Hier liegt eine klar konsumorientierte Wirklichkeitskonstruktion vor. Diese zu verändern ist sehr schwer. Es bedarf eines grundlegenden Wertewandels, eines Umdenken in Richtung weniger Konsum (weniger ist mehr; siehe auch Misereor, 20XX ??????). Die neuen Denkansätze sind vorhanden (LIT: Zukunftsfähiges Deutschland), haben sich in der Gesellschaft aber noch nicht durchgesetzt. Im Rahmen dieser Überlegungen entstand z.B. die Idee der sogenannten 2000 Watt-Gesellschaft, die davon ausgeht, dass, bei einer einigermaßen guten Gleichverteilung der Ressourcen unter den Menschen, der durchschnittliche Energiebedarf pro Kopf bei 2000 Watt liegen sollte. Noch sind die Unterschiede zwischen den Ländern enorm und reichen von einigen hundert Watt in sog. Entwicklungsländern pro Kopf bis zur siebenfachen Menge in einigen Industrienationen (Wikipedia 29.03.09: 2000-Watt-Gesellschaft, (Jochem 2004)).

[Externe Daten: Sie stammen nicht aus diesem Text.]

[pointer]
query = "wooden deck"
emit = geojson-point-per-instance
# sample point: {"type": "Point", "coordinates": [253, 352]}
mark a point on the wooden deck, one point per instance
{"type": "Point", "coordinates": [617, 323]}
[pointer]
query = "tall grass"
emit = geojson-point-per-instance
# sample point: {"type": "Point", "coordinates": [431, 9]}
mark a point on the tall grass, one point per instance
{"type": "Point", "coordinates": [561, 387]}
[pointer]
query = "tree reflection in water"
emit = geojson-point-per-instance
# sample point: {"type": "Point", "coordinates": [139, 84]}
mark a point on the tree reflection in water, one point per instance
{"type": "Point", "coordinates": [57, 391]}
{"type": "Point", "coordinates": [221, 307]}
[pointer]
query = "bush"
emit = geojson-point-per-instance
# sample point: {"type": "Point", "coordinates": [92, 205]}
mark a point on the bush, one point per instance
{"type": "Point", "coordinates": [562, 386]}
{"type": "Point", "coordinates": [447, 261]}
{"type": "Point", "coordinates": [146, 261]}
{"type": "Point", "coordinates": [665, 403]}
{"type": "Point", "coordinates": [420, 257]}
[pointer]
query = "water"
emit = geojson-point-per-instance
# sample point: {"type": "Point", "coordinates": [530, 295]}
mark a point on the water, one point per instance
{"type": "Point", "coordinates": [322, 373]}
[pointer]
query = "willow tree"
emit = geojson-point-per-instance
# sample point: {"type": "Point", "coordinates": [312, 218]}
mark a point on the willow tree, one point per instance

Im Bereich der integrativen Nachhaltigkeit gehen wir davon aus, dass weniger Konsum zu mehr Vergnügen führen kann. Ein genussvoller Umgang z.B. mit den Lebensmitteln, die nur zu bestimmten Jahrenszeiten ganz frisch konsumiert werden können, verbessert unsere Lebensqualität und führt zu mehr Wohlfahrt und Glück. [HIERAN ARBEITEN WIR NOCH WEITER]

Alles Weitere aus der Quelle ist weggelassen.